Originally Posted by amandalilly7
I have recently been diagnosed with RSD. I have had a hip problem (left hip) for more than two years. it started with a frayed ligament and because insurance wouldn't approve the surgery i went for two years with the problem getting worse. I eventually had surgery in march of this year. near the end however my hip started to lock and i would either have to lay still for hours until it unlocked or someone could come help me or i would fall.

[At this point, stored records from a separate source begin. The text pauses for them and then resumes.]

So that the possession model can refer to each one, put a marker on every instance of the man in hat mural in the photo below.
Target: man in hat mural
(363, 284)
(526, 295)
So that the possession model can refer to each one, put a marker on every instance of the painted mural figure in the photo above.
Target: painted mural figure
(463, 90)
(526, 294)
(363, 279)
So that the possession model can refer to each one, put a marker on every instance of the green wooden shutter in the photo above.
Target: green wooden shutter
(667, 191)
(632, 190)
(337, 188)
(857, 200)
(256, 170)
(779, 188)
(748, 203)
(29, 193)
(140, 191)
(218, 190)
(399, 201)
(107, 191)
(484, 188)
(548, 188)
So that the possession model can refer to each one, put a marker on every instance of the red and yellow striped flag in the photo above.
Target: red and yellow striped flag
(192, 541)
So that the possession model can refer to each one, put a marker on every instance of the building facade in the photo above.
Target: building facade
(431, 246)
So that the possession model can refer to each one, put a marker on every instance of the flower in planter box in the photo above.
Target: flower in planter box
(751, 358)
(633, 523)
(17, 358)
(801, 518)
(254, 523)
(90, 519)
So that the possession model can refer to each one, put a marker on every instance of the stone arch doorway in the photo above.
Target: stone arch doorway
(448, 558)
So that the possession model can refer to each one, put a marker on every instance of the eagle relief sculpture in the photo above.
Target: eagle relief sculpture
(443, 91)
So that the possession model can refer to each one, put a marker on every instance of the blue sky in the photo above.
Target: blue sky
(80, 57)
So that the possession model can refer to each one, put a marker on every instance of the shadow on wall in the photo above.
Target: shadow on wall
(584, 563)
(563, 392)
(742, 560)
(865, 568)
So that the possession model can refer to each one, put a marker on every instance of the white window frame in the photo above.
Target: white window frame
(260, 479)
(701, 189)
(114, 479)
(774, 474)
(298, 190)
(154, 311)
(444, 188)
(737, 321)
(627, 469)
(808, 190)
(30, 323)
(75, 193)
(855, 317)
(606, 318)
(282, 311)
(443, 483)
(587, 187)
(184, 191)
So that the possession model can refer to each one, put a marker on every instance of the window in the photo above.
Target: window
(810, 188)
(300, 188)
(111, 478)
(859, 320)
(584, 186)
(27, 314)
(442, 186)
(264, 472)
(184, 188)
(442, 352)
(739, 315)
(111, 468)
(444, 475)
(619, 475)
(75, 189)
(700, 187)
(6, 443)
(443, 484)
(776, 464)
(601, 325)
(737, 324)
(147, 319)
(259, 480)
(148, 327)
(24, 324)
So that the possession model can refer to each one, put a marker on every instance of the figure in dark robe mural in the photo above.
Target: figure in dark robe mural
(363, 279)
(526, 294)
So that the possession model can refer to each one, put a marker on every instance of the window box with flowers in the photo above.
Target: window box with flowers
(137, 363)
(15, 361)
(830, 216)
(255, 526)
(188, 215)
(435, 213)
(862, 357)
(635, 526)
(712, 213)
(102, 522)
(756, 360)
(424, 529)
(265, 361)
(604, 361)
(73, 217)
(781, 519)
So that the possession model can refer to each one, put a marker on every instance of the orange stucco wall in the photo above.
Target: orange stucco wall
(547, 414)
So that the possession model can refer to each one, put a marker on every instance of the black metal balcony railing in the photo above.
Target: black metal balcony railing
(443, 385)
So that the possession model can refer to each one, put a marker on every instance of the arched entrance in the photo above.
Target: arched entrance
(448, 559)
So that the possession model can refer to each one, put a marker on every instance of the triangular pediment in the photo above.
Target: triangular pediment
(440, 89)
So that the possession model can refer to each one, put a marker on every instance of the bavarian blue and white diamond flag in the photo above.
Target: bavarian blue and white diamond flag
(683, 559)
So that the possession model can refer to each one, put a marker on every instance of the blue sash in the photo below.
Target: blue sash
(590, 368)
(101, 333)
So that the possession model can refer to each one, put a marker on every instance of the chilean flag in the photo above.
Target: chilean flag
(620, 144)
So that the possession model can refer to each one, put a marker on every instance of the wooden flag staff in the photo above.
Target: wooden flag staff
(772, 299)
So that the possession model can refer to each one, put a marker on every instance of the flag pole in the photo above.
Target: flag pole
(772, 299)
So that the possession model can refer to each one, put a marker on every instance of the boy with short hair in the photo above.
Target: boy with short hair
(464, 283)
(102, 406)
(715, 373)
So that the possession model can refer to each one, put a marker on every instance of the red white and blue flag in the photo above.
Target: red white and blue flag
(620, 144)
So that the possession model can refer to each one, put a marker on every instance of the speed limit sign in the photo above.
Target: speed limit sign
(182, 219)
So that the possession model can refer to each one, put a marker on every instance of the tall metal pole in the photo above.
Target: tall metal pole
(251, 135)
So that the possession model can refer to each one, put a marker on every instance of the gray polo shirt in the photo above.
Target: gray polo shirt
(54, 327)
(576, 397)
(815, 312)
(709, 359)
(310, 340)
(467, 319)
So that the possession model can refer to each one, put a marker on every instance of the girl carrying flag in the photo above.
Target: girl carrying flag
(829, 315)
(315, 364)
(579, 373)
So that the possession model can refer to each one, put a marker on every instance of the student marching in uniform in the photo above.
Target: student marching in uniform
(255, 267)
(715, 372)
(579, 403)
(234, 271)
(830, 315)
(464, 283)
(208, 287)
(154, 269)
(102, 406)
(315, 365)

So i took a shower on my own one night and my hip locked and i took a spill half in the shower and half out. After that night my left foot started to swell twice its size and turn almost black. And the pain from it was unbelievable. I have never felt pain like this before. The burning pain, feeling like my foot is on fire and the sharp almost electric shocks that run threw it, is more than i can bear. After what seemed like a million and one tests done on my veins and artery's I was diagnosed with RSD.
Unfortunatly the pain management doctor that i had was not the nicest man in the world. I have a deep deep fear of needles and have to be sedated for any test that has a needle bigger than a butterfly needle. SO, I had 6 nerve shots done. Three before my surgery and three after. The surgery it self did not go well and i have to possibly go back in for another one, but the RSD flared worse after the surgery than it did before. It also spread up my left leg into my hip and left hand and has now started to affect my right foot.
With the nerve shots, i would normally get maybe a day of relief, ( after about three days of the pain and sweeling worse than before) but after the surgery nothing has seemed to work. The pain is getting worse and i am at a loss! I have two kids and am getting married in a year and i would just love my life back! I have tried accupuncture, nerve blocks,im on lyrica 400mgs a day and then pecodone 15mg 4 times a day and nothing is working! I am now seeing a new pain management doctor who has suggested that i consider a spinal cord stimulator. Im scared to death of this. Ive read the pros and cons of the device and they seem to be equal.
IF anyone can offer some sort of suggestion or help for me i would greatly appreciate it! I havent slept in months, maybe an hour or two a night if i am lucky, and to be honest its all taking a toll on my mental well being. Im am begining to become severly depressed and feel as if theres no hope for me. The pain is far to much for me to handle!
Even if someone could let me know that i am not alone in this fight. my family and friends are very supportive but they cannot understand the level of pain i am in a day. It exceds the 1-10 scale. My pain is at a constant 20 lol. i need help!!!! please. i really dont know where to turn.
I feel for you. My daughter has RSD and she found tremendous relief from the spinal cord stimulator, she now is having other issues, and SCS needs to be removed. We find our peace and hope in the Lord Jesus. If we did not have Jesus in our life I dont know how we could do it.